A local code-executing deep agent with Progressive Disclosure Skills. This agent can execute Python scripts, process data files, and dynamically load specialized capabilities without bloating its context window.
- Local Code Execution: Run shell commands and Python scripts on your machine
- Progressive Disclosure: Skills are loaded on-demand, not all at startup
- File-Based Skills: Capabilities defined in SKILL.md files with scripts and docs
- Safety Rails: Human-in-the-loop approval for command execution and file edits
- Specialized Skills:
- CSV Analytics: Efficiently process large CSV files
- PDF Processing: Extract form fields and text from PDFs
This project demonstrates:
- Custom
DockerExecutionBackendfor isolated command execution with consistent filesystem paths - Custom
SkillsMiddlewarefor progressive capability disclosure - Skills-based architecture where tools are files, not hardcoded Python functions
- Docker-based execution environment where
/data,/scripts,/resultspaths work consistently in both file operations and executed scripts
- Python 3.11 or higher
- uv - Modern, fast Python package manager
- Docker Desktop installed and running
- Anthropic API key for Claude models
- Install uv (if you haven't already):
# macOS/Linux
curl -LsSf https://astral.sh/uv/install.sh | sh
# Windows
powershell -ExecutionPolicy ByPass -c "irm https://astral.sh/uv/install.ps1 | iex"- Clone the repository:
git clone https://github.com/jfglanc/code-execution-deep-agent.git
cd code-execution-deep-agent- Install dependencies:
uv sync --devThis automatically:
- Creates a virtual environment in
.venv/ - Installs the project in editable mode
- Installs all dependencies including LangGraph CLI
- Generates
uv.lockfor reproducible builds
- Set up your API key:
cp .env.example .envThen edit .env and add your Anthropic API key:
ANTHROPIC_API_KEY=sk-ant-...
# Optional: Enable LangSmith tracing
LANGSMITH_API_KEY=lsv2...- Build the Docker image:
docker build -f libs/backends/docker/Dockerfile -t code-execution-agent:latest .This creates a container image with Python 3.11 and pre-installed data science packages (pandas, numpy, matplotlib, etc.).

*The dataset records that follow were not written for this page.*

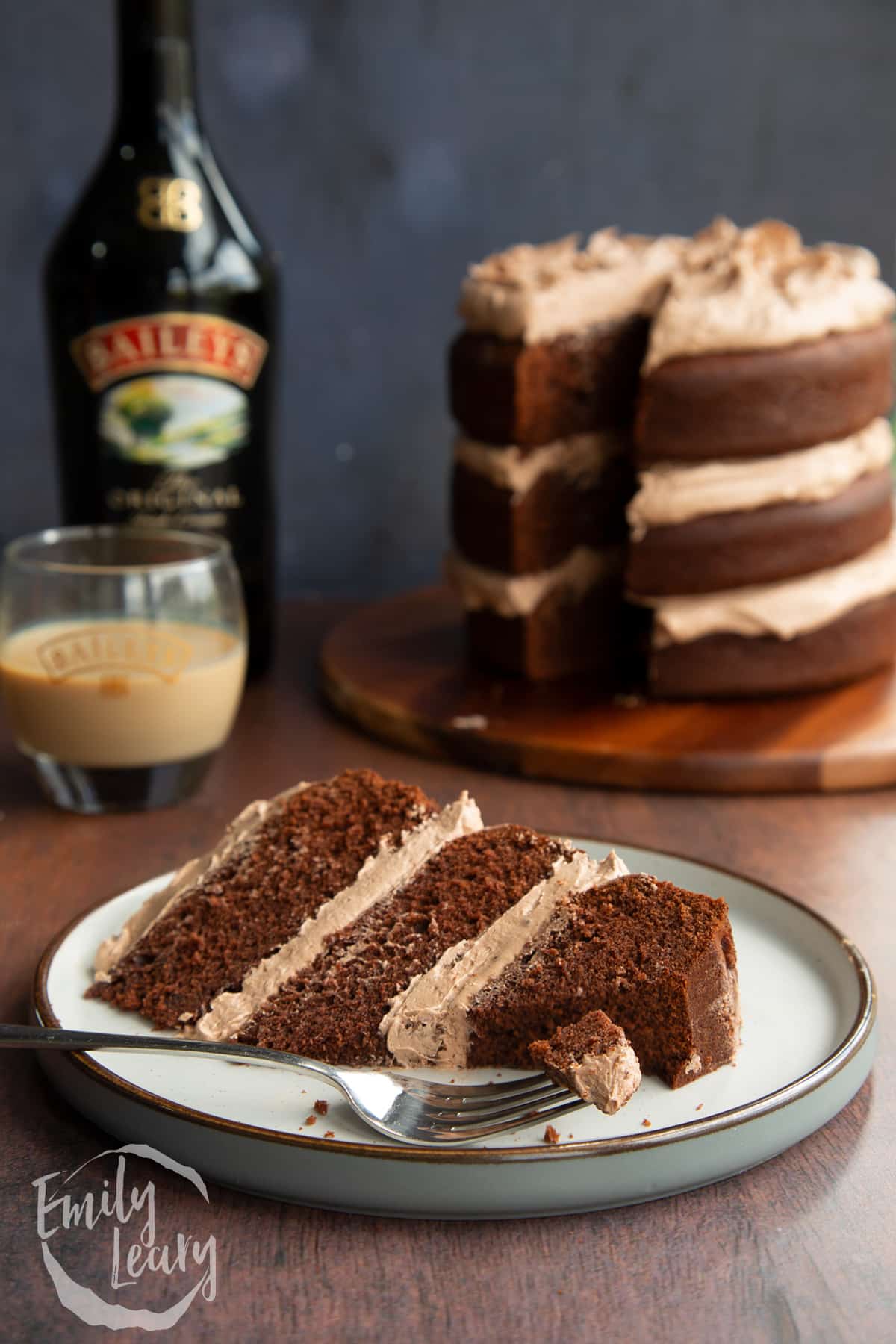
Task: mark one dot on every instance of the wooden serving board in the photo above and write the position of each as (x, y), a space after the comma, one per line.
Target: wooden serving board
(398, 670)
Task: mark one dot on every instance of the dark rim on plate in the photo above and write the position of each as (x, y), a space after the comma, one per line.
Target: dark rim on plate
(845, 1053)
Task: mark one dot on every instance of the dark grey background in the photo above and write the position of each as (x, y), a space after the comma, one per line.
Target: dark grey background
(386, 143)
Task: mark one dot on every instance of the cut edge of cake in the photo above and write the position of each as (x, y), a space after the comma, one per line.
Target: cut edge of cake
(428, 1021)
(382, 875)
(240, 831)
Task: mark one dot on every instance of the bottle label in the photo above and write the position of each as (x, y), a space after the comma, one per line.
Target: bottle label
(169, 342)
(172, 417)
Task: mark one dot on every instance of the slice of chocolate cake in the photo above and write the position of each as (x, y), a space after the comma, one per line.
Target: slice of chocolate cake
(660, 962)
(593, 1058)
(332, 1009)
(543, 383)
(312, 859)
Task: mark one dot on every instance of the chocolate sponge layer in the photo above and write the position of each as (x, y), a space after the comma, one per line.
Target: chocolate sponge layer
(709, 408)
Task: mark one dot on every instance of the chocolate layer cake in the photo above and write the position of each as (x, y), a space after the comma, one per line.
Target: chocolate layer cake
(334, 1008)
(762, 522)
(808, 633)
(766, 544)
(352, 921)
(507, 391)
(519, 511)
(591, 1057)
(660, 962)
(311, 859)
(762, 402)
(547, 624)
(543, 385)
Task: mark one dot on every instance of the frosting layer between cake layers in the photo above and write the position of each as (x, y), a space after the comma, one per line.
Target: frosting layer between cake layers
(783, 611)
(428, 1021)
(671, 492)
(280, 866)
(382, 875)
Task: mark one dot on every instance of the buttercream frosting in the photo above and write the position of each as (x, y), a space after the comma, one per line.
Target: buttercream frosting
(519, 594)
(762, 288)
(582, 457)
(785, 609)
(240, 831)
(428, 1021)
(535, 293)
(675, 492)
(609, 1080)
(383, 874)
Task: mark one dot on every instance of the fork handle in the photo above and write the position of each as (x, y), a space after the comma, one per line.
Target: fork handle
(60, 1038)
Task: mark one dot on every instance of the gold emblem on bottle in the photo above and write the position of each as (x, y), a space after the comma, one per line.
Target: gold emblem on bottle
(175, 203)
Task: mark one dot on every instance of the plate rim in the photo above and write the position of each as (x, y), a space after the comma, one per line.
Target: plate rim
(848, 1048)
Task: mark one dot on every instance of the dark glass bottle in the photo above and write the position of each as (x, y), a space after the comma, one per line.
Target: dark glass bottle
(160, 309)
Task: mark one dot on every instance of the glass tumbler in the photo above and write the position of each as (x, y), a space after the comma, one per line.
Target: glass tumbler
(122, 659)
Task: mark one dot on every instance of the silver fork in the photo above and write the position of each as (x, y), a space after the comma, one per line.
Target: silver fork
(396, 1105)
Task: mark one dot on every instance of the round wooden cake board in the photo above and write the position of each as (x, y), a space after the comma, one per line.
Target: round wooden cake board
(398, 668)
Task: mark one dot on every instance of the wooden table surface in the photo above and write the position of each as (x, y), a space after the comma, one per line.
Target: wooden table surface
(800, 1249)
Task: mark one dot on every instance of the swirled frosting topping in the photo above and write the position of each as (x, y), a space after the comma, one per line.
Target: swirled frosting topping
(761, 288)
(535, 293)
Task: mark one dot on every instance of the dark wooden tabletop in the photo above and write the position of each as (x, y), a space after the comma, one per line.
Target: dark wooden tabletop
(800, 1249)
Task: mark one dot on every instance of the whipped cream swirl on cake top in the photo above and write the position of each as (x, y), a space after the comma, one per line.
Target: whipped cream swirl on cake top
(761, 288)
(536, 293)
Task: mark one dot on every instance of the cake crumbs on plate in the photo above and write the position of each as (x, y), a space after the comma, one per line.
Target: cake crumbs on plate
(470, 722)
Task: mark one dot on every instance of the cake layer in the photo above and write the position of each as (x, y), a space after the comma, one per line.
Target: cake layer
(762, 288)
(734, 665)
(553, 624)
(671, 492)
(520, 594)
(576, 500)
(334, 1008)
(504, 391)
(765, 402)
(561, 638)
(593, 1058)
(660, 962)
(536, 293)
(378, 880)
(783, 609)
(252, 895)
(762, 546)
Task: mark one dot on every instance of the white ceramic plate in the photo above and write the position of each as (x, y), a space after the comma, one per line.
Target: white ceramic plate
(808, 1004)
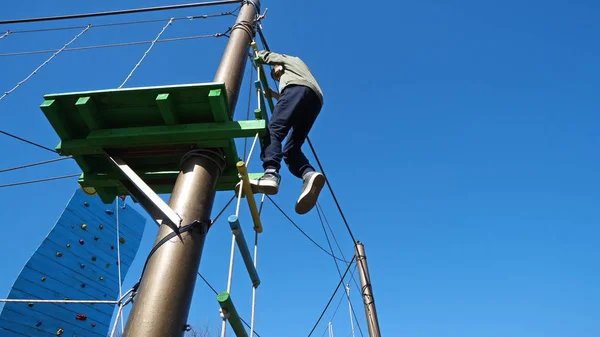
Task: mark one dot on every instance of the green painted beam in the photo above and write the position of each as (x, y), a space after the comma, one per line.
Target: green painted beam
(234, 319)
(218, 103)
(52, 111)
(175, 134)
(89, 113)
(167, 109)
(81, 147)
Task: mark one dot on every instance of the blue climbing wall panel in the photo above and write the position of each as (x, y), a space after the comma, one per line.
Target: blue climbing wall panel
(77, 261)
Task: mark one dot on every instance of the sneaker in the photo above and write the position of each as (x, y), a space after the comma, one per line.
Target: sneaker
(267, 184)
(313, 182)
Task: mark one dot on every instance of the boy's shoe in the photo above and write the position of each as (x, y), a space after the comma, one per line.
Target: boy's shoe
(312, 183)
(267, 184)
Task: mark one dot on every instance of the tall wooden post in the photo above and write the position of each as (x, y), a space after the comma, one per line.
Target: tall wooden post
(367, 291)
(161, 307)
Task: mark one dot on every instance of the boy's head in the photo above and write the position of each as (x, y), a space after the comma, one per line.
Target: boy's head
(276, 72)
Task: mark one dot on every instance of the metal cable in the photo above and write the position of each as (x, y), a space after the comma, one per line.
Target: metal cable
(338, 269)
(250, 89)
(40, 180)
(332, 296)
(45, 62)
(255, 267)
(319, 207)
(304, 233)
(123, 23)
(58, 301)
(27, 141)
(119, 254)
(34, 164)
(122, 44)
(120, 12)
(146, 53)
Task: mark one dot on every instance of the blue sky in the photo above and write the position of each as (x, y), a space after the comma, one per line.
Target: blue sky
(460, 138)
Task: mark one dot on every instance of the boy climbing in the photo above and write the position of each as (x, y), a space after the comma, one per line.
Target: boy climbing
(299, 103)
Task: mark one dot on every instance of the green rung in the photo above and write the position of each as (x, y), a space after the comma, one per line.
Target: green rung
(149, 128)
(234, 319)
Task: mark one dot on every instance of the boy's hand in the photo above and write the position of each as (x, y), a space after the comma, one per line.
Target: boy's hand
(274, 94)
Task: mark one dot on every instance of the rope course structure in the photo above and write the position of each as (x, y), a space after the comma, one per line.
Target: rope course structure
(115, 185)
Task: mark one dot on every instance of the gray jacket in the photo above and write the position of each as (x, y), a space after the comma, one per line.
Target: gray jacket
(295, 71)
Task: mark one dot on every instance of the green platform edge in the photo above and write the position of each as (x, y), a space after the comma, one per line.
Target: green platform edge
(234, 319)
(160, 122)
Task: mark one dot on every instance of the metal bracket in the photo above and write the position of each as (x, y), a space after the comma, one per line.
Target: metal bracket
(147, 198)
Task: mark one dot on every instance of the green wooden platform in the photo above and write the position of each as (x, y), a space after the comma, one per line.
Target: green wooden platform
(149, 128)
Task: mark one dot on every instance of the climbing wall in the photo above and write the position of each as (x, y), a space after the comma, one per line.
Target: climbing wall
(78, 261)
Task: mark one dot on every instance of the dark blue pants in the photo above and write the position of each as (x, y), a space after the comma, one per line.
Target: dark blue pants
(297, 109)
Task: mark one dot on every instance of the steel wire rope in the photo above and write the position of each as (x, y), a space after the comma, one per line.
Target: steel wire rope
(122, 23)
(338, 270)
(303, 232)
(332, 296)
(322, 212)
(44, 63)
(27, 141)
(146, 53)
(40, 180)
(120, 12)
(121, 44)
(34, 164)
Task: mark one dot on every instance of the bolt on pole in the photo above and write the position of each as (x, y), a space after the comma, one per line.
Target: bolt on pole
(367, 291)
(163, 300)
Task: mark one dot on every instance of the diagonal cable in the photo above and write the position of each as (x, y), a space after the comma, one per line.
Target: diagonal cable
(34, 164)
(40, 180)
(121, 44)
(303, 232)
(332, 296)
(146, 53)
(319, 207)
(338, 270)
(27, 141)
(45, 62)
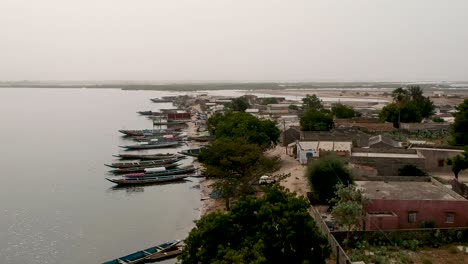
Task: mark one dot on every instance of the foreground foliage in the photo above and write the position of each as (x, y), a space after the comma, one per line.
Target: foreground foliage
(324, 174)
(273, 229)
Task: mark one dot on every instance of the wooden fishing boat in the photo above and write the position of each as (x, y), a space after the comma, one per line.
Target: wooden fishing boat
(149, 163)
(160, 156)
(142, 168)
(142, 255)
(155, 145)
(154, 173)
(147, 132)
(191, 152)
(147, 180)
(160, 100)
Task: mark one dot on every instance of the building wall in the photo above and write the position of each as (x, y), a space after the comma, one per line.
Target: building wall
(427, 210)
(387, 221)
(388, 166)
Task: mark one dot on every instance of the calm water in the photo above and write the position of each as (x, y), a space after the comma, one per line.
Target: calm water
(55, 205)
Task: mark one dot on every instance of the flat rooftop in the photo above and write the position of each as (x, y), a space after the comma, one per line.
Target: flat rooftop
(406, 191)
(385, 155)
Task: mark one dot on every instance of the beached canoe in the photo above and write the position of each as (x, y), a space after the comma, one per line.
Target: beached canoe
(152, 145)
(153, 173)
(149, 163)
(159, 156)
(142, 255)
(147, 180)
(142, 169)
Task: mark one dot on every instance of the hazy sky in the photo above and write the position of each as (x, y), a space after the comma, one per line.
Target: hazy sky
(326, 40)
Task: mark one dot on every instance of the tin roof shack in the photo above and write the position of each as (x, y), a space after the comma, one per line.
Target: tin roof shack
(364, 124)
(307, 150)
(385, 161)
(383, 142)
(404, 205)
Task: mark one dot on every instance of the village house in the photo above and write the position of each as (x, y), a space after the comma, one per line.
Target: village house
(406, 204)
(306, 150)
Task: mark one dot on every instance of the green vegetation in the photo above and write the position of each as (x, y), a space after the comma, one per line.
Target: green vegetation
(312, 102)
(411, 170)
(324, 174)
(460, 126)
(243, 125)
(236, 165)
(314, 120)
(408, 106)
(348, 208)
(458, 163)
(340, 110)
(239, 104)
(273, 229)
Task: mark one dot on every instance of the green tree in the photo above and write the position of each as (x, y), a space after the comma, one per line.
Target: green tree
(325, 173)
(458, 163)
(235, 165)
(312, 102)
(314, 120)
(243, 125)
(411, 170)
(459, 128)
(408, 106)
(239, 104)
(349, 205)
(340, 110)
(276, 228)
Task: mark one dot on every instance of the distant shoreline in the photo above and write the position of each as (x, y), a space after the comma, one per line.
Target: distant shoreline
(181, 87)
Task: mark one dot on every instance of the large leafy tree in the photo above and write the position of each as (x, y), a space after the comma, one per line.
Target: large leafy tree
(458, 163)
(273, 229)
(314, 120)
(312, 102)
(325, 173)
(348, 209)
(235, 165)
(239, 104)
(243, 125)
(343, 111)
(408, 106)
(459, 128)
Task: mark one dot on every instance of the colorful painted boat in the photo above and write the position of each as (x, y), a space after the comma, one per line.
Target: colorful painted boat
(147, 180)
(142, 255)
(152, 145)
(149, 163)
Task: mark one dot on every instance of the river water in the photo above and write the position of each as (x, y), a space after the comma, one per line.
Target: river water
(55, 204)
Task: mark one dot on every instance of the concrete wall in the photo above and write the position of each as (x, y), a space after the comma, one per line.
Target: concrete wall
(427, 210)
(435, 158)
(382, 221)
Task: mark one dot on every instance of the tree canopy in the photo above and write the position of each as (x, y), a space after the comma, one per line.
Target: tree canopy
(236, 165)
(340, 110)
(408, 106)
(325, 173)
(314, 120)
(312, 102)
(459, 129)
(459, 162)
(239, 104)
(246, 126)
(348, 209)
(275, 228)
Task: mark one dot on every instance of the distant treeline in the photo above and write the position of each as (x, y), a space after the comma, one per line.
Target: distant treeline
(221, 86)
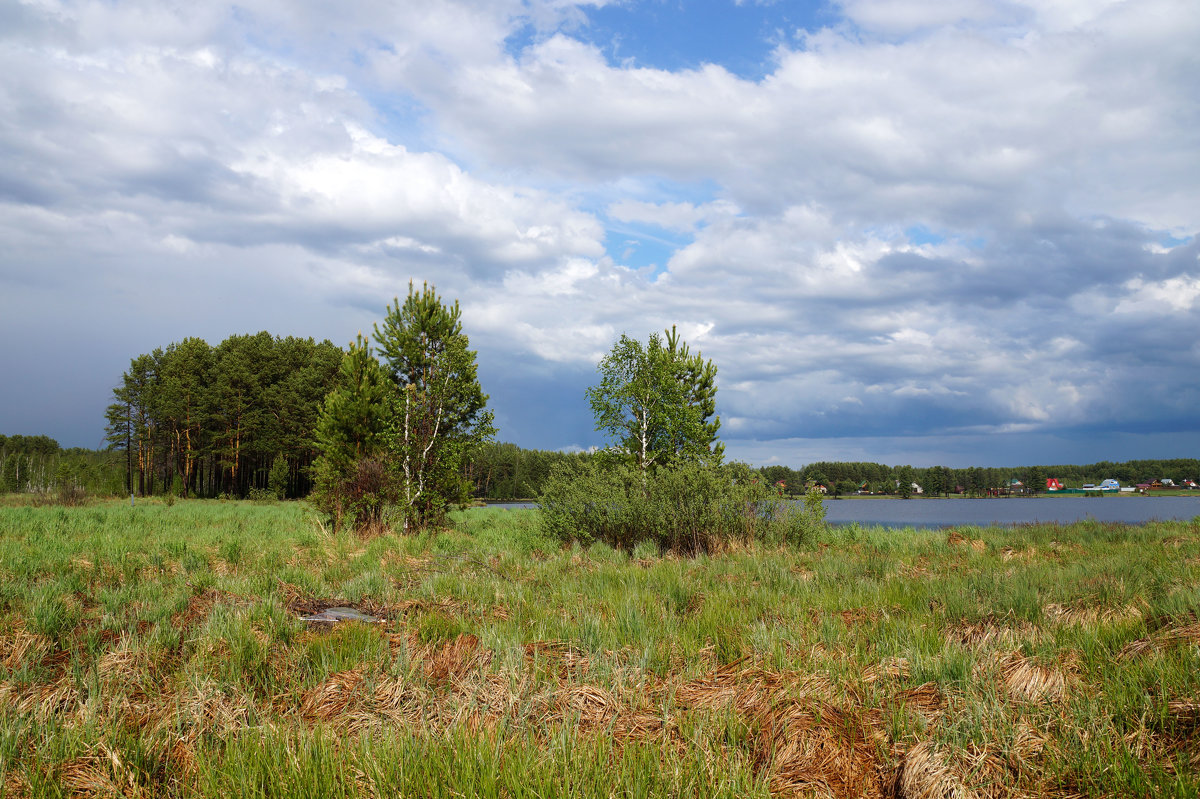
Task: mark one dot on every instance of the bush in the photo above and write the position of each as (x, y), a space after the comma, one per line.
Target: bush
(688, 509)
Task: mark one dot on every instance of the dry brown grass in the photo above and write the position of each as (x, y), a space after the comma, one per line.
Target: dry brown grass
(993, 631)
(1027, 680)
(1086, 614)
(1164, 638)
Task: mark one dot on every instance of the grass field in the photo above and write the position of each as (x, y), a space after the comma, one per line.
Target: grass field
(157, 650)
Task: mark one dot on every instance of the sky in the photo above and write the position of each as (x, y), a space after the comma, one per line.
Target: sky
(923, 232)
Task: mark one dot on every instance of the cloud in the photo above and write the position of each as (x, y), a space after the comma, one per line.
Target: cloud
(922, 226)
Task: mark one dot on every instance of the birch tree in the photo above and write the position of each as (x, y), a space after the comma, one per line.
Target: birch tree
(438, 408)
(646, 407)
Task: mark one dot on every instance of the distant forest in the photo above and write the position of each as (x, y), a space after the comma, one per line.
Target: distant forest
(37, 464)
(237, 420)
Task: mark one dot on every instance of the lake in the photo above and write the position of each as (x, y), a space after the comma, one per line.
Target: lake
(984, 512)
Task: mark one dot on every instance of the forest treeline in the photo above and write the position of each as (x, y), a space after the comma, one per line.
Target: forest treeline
(504, 470)
(228, 420)
(876, 478)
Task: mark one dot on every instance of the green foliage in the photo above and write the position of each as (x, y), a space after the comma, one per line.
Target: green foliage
(688, 509)
(437, 408)
(348, 476)
(277, 480)
(215, 418)
(503, 470)
(654, 403)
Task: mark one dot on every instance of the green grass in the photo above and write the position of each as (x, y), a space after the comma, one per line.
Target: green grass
(157, 650)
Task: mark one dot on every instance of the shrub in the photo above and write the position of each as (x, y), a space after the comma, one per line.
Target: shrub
(687, 509)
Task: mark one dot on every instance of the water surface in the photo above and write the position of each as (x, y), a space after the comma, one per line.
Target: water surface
(1002, 511)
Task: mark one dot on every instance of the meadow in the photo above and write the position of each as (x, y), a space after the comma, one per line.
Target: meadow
(160, 652)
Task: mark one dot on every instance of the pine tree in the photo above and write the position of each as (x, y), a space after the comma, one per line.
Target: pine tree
(348, 475)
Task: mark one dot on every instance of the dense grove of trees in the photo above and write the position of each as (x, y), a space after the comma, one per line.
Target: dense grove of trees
(37, 464)
(509, 472)
(201, 420)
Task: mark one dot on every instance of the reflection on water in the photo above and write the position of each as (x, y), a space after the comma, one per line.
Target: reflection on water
(1015, 510)
(984, 512)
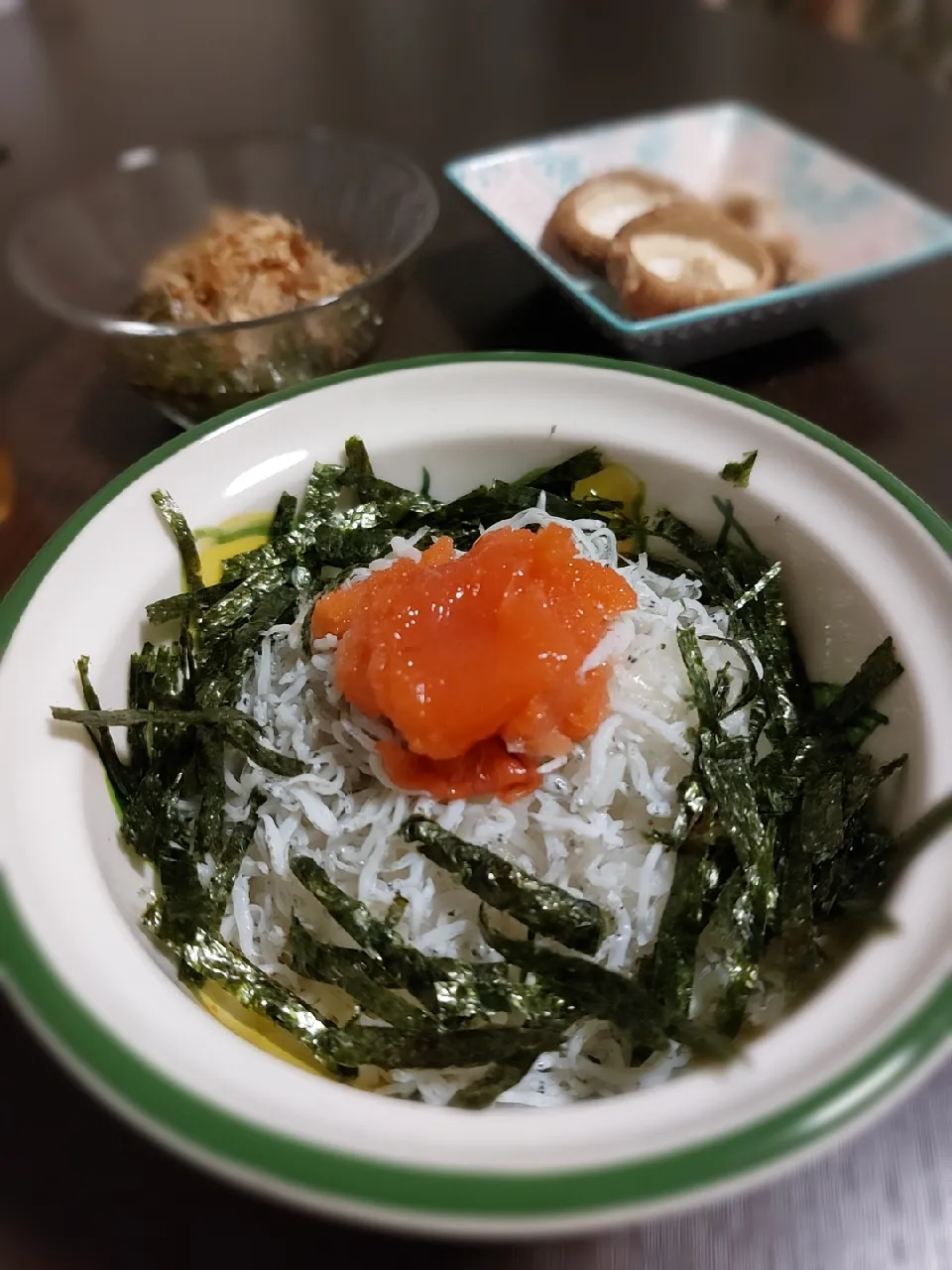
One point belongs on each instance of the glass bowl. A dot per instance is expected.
(80, 253)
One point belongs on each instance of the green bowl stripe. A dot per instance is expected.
(144, 1089)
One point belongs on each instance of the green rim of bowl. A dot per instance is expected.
(239, 1146)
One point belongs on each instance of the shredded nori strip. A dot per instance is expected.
(451, 989)
(326, 962)
(549, 911)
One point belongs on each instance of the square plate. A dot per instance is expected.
(853, 225)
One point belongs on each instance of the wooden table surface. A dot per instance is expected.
(81, 79)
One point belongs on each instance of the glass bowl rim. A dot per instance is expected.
(137, 158)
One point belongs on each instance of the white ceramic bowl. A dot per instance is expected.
(860, 552)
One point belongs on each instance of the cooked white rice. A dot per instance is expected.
(589, 828)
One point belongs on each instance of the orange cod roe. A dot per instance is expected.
(476, 659)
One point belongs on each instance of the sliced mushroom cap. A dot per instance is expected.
(682, 257)
(590, 214)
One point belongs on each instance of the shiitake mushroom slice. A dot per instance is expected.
(589, 216)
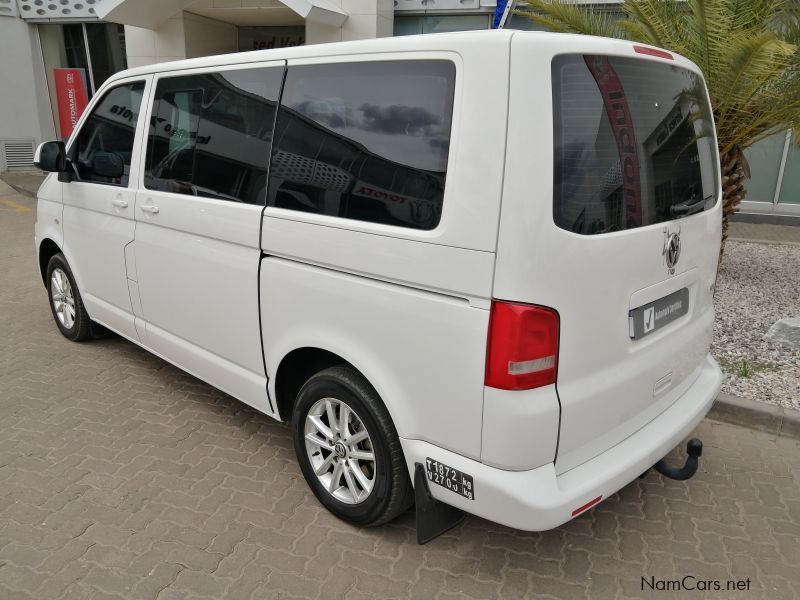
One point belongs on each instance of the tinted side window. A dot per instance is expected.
(366, 141)
(633, 143)
(105, 142)
(210, 134)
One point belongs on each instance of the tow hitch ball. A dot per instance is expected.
(694, 449)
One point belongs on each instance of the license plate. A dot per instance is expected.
(651, 317)
(450, 478)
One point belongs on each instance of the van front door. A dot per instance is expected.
(98, 204)
(198, 223)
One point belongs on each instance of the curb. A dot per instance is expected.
(21, 190)
(760, 416)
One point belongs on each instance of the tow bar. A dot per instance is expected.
(694, 449)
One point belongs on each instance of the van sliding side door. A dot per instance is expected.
(198, 220)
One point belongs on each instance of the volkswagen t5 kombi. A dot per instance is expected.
(487, 255)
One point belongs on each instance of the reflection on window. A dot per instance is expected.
(210, 134)
(633, 143)
(366, 141)
(104, 144)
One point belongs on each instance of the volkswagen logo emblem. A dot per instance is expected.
(673, 250)
(340, 450)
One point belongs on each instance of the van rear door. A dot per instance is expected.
(611, 216)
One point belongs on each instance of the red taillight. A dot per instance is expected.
(522, 352)
(652, 52)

- Start the execution container:
docker run -d --name code-execution-agent -v "$(pwd)/workspace:/workspace" code-execution-agent:latestOn Windows (PowerShell), use:
docker run -d --name code-execution-agent -v "${PWD}/workspace:/workspace" code-execution-agent:latestNote: The container must be running for the agent to execute commands. See docs/docker-setup.md for troubleshooting and management.
- Generate sample data (optional, for demos):
uv run python workspace/data/generate_sample_data.pyThis creates:
workspace/data/orders.csv- 10,000 sample order recordsworkspace/data/sample_form.pdf- PDF with fillable form fields
- Start the LangGraph server:
uv run langgraph devThis starts the agent server with:
- Development UI at http://localhost:8123
- API server for agent interactions
- Hot reload on code changes
- Open the UI and start chatting:
Navigate to http://localhost:8123 in your browser to interact with the agent.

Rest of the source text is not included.